I’m much more sensitive to these waves of energy now. I can feel them coming, prepare for them, manage them, and analyze them after they’ve run their course. This added perspective on existence is another one of the joys of this work.
Check in letter 2
For the first time I used the meditation on page 40 of the manual, ‘Steps to Enter your Sanctuary.’ Wow. Amazing. Utterly amazing, that I have these tools of personal growth and introspection available to me now.

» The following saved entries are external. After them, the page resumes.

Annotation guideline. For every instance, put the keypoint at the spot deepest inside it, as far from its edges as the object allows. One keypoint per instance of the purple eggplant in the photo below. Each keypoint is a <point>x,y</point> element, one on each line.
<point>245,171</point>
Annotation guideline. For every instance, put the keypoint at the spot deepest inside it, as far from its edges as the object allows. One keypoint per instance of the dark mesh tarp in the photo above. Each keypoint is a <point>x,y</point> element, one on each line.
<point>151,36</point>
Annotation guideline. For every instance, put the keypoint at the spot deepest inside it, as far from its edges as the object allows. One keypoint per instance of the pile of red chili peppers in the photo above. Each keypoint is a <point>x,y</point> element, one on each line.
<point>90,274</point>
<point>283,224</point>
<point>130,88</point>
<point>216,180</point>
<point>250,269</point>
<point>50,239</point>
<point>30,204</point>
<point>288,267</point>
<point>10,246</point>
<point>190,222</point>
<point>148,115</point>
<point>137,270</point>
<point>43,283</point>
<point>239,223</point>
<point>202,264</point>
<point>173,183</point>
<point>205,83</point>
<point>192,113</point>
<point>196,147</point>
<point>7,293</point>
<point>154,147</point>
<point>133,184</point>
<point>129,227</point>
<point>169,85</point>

And protection! I have felt so out of whack energetically since the initiation, as my baseline, but doing the rituals every day has really helped to steady me and return me to center. I feel like the newborn foal with all these long legs and a very wobbly understanding of how to use them gracefully, but surefire knowledge of the power to soar these new legs are giving me.
Check in letter 1
Wow, amazing results!
I have been practicing my rituals every morning, and it is so centering to start the day with some protection and cleansing. It’s funny, the one I have been having a hard time with is the Calling Upon (the ‘square’), because we didn’t practice it nearly as much as the others. Thank you, Amanda, for these amazing tools.

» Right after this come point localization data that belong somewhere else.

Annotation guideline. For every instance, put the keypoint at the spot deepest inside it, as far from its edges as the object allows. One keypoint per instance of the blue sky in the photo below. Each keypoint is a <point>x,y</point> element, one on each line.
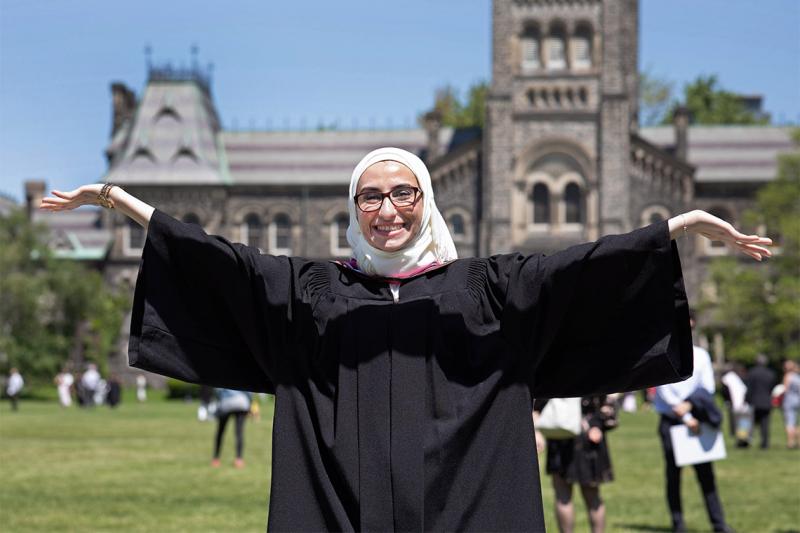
<point>354,61</point>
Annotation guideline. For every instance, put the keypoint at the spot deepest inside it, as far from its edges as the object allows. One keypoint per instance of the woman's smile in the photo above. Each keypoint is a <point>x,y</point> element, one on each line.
<point>389,227</point>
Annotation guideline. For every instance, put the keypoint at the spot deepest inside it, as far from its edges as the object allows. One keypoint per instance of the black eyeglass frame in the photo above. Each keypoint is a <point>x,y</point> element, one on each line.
<point>385,195</point>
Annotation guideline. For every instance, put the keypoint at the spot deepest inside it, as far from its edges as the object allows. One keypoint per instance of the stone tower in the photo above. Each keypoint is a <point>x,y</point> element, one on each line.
<point>561,115</point>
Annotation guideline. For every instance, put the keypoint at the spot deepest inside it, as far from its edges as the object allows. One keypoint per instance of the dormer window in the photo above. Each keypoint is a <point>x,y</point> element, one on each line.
<point>582,48</point>
<point>556,49</point>
<point>531,52</point>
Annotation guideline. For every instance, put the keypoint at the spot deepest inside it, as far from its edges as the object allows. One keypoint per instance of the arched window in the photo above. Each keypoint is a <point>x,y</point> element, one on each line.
<point>281,234</point>
<point>252,231</point>
<point>135,236</point>
<point>653,214</point>
<point>541,204</point>
<point>457,226</point>
<point>530,49</point>
<point>339,244</point>
<point>582,48</point>
<point>191,218</point>
<point>556,50</point>
<point>573,204</point>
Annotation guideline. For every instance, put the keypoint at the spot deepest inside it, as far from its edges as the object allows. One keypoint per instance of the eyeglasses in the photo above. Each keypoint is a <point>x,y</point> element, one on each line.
<point>400,197</point>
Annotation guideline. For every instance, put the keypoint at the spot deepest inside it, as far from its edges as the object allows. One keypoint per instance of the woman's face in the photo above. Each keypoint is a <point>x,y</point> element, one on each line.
<point>389,228</point>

I had an experience today that illustrated how much more sensitive I have become. I have noticed the energy shift drastically in the Arbor Lodge New Seasons, since one of their employees was murdered last week. She worked in the deli in the mornings, and th physical space there is saturated with the grief and disbelief everyone has been feeling. (I’ve been putting together a volunteer campaign for energy workers to treat the staff and the space, too.) I have been avoiding the store because of its energy, but today I went to set up logistics for the volunteer energy workers to come in. As soon as I sat down in the conference room, someone came in and told us to clear out because the victims parents were here. I gave them my card, we decided to set it all up over email, and then, it happened. I passed by the grieving family on my way out, and it felt as if I had been blindsided by a truck. I scurried out of the store, found a corner, and wept. As soon as I could get to a safe place, I used my rituals to put my protective walls back up. Lesson learned; even though I am more sensitive and powerful than I was before the initiation, I still have a lot to learn before I can handle this higher grade of sensitivity. I’m counting on you, Amanda, as my mentor, to teach me.

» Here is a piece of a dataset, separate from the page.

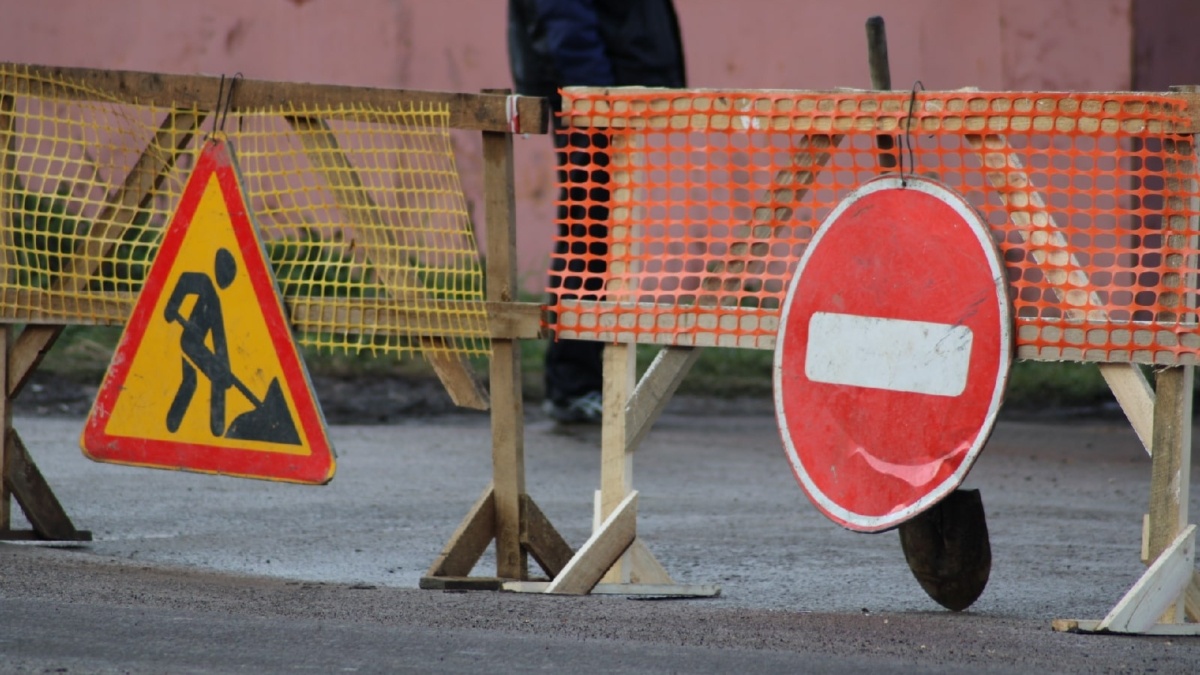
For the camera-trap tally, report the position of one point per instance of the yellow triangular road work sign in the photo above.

Yasmin, Shivoso, I would love to hear about something amazing that happened to you this past week. And I’d like you to join me in making a list of people who you will personally talk to about taking miss Jones’ next initiation.
Initiation – Modern Mystery School
After 6 years as a solitary apprentice, I took my first initiation through the Modern Mystery School with Amanda Jones.
Technically, not through the school; Amanda broke with the school, but still has the authority bestowed upon her by the Hierarchy of Light to give initiations, and to share these tools. It was a perfect time for me, because now I am continuing to learn off the grid, outside of a structured organization.